В программных манифестах и теоретических декларациях Бретона формируются термины, идеи, понятия, характеризующиеся поэтической образностью: «автоматическое письмо», «греза», «безумная любовь» — «конвульсивная красота», «черный юмор» и т. д. Одновременно теоретизирование разворачивается на страницах художественных произведений. Так, поэтический сборник А. Бретона и Ф. Супо «Магнитные поля» — первое произведение «автоматического письма» — «воплощает утопию коллективного творчества сюрреалистов, которую они обозначают двояко — как фразой Лотреамона «Поэзия создается всеми, а не одним человеком», так и через понятие «бессубъектного письма»» (с. 296).
В поэтической прозе Л. Арагона и в его поэзии — «Анисе или панорама» (1921), «Парижский крестьянин» (1926), «Волна грез» (1924) — «развивается мысль о взаимосвязи сновидения и реальности, о природе сновидений, излагается метафорическое определение сюрреализма: «страстное необузданное употребление ошеломляющего, возбуждающего образа»» (с. 31).

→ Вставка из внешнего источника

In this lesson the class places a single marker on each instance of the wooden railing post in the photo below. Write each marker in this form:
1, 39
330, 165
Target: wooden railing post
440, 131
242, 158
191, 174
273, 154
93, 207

В повести Бретона «Надя», являющейся одновременно одним из образцов сюрреалистического повествовательного жанра и теоретической декларацией, дается «эмблематическое определение сюрреалистической красоты как вечно изменчивой, всегда грядущей и связанной с подсознательными импульсами: «Красота будет конвульсивной или ее не будет вовсе»»
(с. 340). В повести обсуждаются важнейшие для сюрреализма философские и эстетические проблемы — соотношение искусственного и естественного (природы и культуры), проблема преобладания субъективного начала в процессе познания мира, соотношение вымысла и реальности, понятие «внутренней модели» как «воплощения фантазий художника» (с. 34).
Программные декларации Бретона выводят к новым эстетическим феноменам: во «Втором манифесте сюрреализма» 1929) он пытается «осмыслить действительность на основании гегелевского «синтеза», снимающего все противоречия» с. 75). Теоретические декларации дополняются художественными произведениями — сборником лирических стихотворений «Ария воды» (1934) и романом «Безумная любовь» (1937), в которых окончательно кристаллизуются понятия «объективной случайности» и «черного юмора» (с. 77).
В теоретических произведениях, опубликованных одновременно в 1932 году, — «Седовласый револьвер» и «Сообщающиеся сосуды» — разрабатывается новый жанр «сюрреалистического объекта», предвосхитивший современную инсталляцию и попарт, а также формулируется концепция взаимопроникновения искусств, в которой особенно акцентируются визуальные искусства — кино и живопись, внесшие огромный вклад в мировую культуру (с. 495).
Исследуя влияние бретоновской концепции взаимопроникновения искусств на различные сферы культуры, авторы Словаря разрушают штампы и стереотипы, сложившиеся в отечественной науке. До сих пор проблема исследования функционирования сюрреализма в разных жанрах искусства ограничивалась лишь живописью, литературой и отчасти кино. Вне поля зрения отечественных ученых оставались музыка и театр, в коорых сюрреализм не существовал как оформившееся направление, что значительно сужало и обедняло картину эволюции и становления сюрреализма, предопределившего основные тенденции и перспективы в развитии мировой культуры.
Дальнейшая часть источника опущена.